I have two requests in currently, one for a spider mutant Miguel and one for a 'god of lust' Miguel which I do want to do, and I will keep up with Arachnophilia, but I think I need to focus on some other stuff just for a bit.
I got asked by a few people if I've thought of writing a book, and the answer is YES! Not just thought, actively have, in fact. I've written 115,000 words of a novel under the working title 'mid 2000's girly pop gay junji ito by-way-of kafka's metamorphisis adaptation', basically a monster story from the perspective of the person turning into the monster . I just need to finish the last three chapters, but I've been really struggling to juggle workload.
I take on too much stuff at once, and I know I do, but I don't know how to stop either. My body isn't really working, mentally or physically, and I have a need to make up for my body failing by being the most productive person possible. Doesn't help that I'm also very lonely and have wretched abandonment issues lol, so anything that people enjoy I will do until it kills me.
I do my PhD, I run a household, I do constant extra curriculum, I write fics, I write original work, I do art, on and on, until everything gives out.

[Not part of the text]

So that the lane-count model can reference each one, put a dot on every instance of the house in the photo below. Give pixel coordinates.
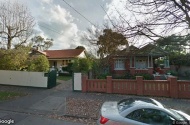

And every time I take a hiatus people are so kind and say the same thing, which is of course my mental health comes first, but I just struggle to justify that to myself. This is the only affirmation I get in my life, and its small, but I get attached to it very quickly.
I actually stopped writing a while back because I thought I just sucked at it, until my first Miguel fic took off, and I reconsidered after seeing people enjoy what I did.
I would just really like to just get this book finished, so I can kind of settle and have a sense of fulfillment about it. I also need to give myself more time to try and salvage my mucles before they atrophy further. I really put physio as like, a third priority against fulfilling requests and getting feedback, and I don't think that was a good idea in the long term.
So yes! I won't be gone long, I just wanted to ask for time to finish this and then return. <3 Love you all.